This work addresses the vulnerability of existing self-supervised learning methods to severe degradations—such as haze, blur, or occlusion—in aerial imagery, which often introduce spurious representations by enforcing alignment of corrupted augmented views and thereby compromise model robustness. To mitigate this, the authors propose an uncertainty-aware self-supervised learning framework that dynamically modulates the contrastive loss via sample-level trust weights formulated in an additive residual form, avoiding performance degradation caused by multiplicative gating mechanisms. The approach integrates Dempster–Shafer evidence theory with a stop-gradient operator to better capture epistemic uncertainty. Evaluated on EuroSAT, AID, and NWPU-RESISC45, the method achieves an average linear probing accuracy of 90.20%, outperforms SimCLR by 19.9 percentage points under heavy haze, and improves zero-shot cross-domain AUROC on BDD100K by 1–3 points.

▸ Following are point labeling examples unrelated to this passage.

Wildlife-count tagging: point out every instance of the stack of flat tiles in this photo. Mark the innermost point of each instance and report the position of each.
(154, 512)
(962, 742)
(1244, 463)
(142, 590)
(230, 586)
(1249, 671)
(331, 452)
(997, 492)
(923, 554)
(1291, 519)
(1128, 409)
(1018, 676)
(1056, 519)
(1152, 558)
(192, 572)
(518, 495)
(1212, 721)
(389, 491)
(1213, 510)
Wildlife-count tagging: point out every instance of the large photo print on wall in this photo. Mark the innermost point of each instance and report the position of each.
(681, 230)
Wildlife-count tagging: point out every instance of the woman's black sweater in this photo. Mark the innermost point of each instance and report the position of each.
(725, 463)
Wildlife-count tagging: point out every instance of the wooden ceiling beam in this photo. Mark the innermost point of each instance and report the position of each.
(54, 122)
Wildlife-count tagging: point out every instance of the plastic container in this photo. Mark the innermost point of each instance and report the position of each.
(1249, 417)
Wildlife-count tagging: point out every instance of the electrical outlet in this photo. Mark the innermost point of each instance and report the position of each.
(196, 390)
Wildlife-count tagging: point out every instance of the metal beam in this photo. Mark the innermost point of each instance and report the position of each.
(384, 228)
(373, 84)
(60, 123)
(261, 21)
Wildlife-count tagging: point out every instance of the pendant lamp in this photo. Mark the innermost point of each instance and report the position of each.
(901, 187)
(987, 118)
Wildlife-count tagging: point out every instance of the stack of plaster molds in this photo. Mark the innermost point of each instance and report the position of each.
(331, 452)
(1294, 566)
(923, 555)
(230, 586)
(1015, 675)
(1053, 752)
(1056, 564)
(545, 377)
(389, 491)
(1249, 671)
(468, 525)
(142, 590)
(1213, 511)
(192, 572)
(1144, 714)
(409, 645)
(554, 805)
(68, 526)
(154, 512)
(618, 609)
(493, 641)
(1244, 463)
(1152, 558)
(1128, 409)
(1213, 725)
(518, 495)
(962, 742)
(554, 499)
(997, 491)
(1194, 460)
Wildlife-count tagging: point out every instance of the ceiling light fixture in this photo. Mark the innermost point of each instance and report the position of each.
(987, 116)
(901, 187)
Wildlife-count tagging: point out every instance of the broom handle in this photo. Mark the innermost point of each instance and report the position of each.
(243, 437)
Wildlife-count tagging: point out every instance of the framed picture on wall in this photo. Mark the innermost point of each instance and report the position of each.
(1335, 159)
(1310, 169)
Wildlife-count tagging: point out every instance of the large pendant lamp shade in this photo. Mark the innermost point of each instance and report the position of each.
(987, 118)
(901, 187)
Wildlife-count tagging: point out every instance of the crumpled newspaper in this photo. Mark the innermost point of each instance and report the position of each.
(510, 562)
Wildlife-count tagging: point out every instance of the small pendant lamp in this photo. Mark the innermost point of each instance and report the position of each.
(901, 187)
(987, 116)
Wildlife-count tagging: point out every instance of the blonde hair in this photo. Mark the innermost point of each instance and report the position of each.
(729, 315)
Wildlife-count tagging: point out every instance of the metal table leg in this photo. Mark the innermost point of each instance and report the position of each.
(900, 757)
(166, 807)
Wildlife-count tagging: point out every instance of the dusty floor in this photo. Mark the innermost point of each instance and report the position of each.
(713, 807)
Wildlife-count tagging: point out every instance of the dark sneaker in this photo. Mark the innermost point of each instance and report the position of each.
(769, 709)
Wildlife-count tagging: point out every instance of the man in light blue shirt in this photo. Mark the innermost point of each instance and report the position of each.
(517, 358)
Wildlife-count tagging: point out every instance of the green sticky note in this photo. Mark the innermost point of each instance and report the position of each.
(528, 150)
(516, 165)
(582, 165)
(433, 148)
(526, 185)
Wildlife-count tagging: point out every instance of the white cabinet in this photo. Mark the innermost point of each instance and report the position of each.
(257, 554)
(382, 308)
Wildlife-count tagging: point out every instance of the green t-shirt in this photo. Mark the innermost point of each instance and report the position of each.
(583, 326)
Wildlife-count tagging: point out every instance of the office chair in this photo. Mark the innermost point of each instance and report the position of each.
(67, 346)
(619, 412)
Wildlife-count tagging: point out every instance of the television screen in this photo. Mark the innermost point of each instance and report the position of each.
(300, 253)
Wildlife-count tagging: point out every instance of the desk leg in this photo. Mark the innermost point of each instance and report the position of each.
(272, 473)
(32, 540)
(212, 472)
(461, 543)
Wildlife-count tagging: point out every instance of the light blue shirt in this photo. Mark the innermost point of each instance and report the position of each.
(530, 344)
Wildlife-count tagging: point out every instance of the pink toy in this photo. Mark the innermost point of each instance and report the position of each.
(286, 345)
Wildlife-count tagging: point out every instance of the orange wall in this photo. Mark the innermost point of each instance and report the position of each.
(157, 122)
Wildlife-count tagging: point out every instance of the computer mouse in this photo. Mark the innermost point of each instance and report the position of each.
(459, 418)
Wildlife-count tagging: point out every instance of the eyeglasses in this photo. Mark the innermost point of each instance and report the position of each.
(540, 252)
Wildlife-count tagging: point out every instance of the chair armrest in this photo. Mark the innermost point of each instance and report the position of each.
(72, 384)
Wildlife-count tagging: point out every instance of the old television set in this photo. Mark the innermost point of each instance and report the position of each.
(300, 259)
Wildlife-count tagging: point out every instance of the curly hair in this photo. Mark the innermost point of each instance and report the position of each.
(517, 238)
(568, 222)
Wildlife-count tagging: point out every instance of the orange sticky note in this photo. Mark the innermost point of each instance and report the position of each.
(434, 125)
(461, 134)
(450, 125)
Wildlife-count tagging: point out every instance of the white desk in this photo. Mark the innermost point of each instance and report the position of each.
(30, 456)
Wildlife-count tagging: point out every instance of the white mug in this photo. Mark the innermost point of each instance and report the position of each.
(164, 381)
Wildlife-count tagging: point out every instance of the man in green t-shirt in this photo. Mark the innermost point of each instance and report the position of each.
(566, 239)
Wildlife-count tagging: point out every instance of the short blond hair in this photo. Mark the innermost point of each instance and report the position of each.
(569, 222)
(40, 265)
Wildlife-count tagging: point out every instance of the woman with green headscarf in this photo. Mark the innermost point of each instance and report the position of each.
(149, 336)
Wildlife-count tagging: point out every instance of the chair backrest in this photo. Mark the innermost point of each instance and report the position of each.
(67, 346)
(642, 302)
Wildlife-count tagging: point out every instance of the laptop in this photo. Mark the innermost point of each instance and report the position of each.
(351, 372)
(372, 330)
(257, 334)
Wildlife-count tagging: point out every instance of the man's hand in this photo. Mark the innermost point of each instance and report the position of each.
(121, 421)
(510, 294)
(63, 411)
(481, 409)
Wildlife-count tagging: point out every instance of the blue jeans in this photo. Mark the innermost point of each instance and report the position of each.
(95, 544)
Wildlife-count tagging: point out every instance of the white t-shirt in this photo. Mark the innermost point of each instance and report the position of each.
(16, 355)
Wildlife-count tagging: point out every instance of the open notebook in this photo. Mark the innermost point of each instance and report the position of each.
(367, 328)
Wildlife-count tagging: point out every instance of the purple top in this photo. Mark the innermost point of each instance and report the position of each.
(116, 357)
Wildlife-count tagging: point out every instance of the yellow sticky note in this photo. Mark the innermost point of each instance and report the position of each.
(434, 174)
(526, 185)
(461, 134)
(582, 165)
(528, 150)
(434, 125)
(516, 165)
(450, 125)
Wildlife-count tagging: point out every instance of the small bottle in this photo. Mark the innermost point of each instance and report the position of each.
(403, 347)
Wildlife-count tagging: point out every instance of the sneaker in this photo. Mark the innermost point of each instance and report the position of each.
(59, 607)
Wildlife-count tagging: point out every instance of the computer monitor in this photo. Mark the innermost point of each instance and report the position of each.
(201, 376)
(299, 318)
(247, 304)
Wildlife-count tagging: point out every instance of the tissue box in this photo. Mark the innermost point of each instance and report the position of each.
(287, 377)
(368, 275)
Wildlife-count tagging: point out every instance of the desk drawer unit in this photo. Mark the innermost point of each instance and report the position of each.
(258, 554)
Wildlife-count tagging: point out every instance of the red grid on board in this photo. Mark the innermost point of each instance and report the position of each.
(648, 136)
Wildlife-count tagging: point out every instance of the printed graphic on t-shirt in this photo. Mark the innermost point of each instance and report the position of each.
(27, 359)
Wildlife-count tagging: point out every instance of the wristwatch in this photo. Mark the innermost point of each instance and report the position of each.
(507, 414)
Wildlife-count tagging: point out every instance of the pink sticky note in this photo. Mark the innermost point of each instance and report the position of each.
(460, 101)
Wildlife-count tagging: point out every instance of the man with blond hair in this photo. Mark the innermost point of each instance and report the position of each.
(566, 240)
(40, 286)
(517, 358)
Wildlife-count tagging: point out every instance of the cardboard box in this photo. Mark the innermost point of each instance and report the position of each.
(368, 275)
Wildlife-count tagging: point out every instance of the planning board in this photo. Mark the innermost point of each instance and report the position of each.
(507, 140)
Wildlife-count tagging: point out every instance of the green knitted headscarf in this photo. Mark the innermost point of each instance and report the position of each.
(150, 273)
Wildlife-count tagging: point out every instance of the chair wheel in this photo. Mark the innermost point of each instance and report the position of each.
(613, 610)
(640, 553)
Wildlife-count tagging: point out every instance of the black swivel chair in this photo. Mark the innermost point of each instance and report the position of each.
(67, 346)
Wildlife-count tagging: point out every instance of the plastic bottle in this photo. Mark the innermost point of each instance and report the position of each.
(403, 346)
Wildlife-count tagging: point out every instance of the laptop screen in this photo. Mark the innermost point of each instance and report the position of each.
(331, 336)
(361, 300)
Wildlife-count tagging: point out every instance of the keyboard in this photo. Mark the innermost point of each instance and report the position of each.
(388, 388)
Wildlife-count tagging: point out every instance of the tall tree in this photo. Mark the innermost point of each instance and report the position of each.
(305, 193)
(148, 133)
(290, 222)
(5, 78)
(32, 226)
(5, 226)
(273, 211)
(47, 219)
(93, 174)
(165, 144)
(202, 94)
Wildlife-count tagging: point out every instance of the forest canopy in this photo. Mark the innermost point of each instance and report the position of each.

Self-supervised learning (SSL) is a standard approach for representation learning in aerial imagery. Existing methods enforce invariance between augmented views, which works well when augmentations preserve semantic content. However, aerial images are frequently degraded by haze, motion blur, rain, and occlusion that remove critical evidence. Enforcing alignment between a clean and a severely degraded view can introduce spurious structure into the latent space. This study proposes a training strategy and architectural modification to enhance SSL robustness to such corruptions. It introduces a per-sample, per-factor trust weight into the alignment objective, combined with the base contrastive loss as an additive residual. A stop-gradient is applied to the trust weight instead of a multiplicative gate. While a multiplicative gate is a natural choice, experiments show it impairs the backbone, whereas our additive-residual approach improves it. Using a 200-epoch protocol on a 210,000-image corpus, the method achieves the highest mean linear-probe accuracy among six backbones on EuroSAT, AID, and NWPU-RESISC45 (90.20% compared to 88.46% for SimCLR and 89.82% for VICReg). It yields the largest improvements under severe information-erasing corruptions on EuroSAT (+19.9 points on haze at s=5 over SimCLR). The method also demonstrates consistent gains of +1 to +3 points in Mahalanobis AUROC on a zero-shot cross-domain stress test using BDD100K weather splits. Two ablations (scalar uncertainty and cosine gate) indicate the additive-residual formulation is the primary source of these improvements. An evidential variant using Dempster-Shafer fusion introduces interpretable signals of conflict and ignorance. These findings offer a concrete design principle for uncertainty-aware SSL. Code is publicly available at https://github.com/WadiiBoulila/trust-ssl.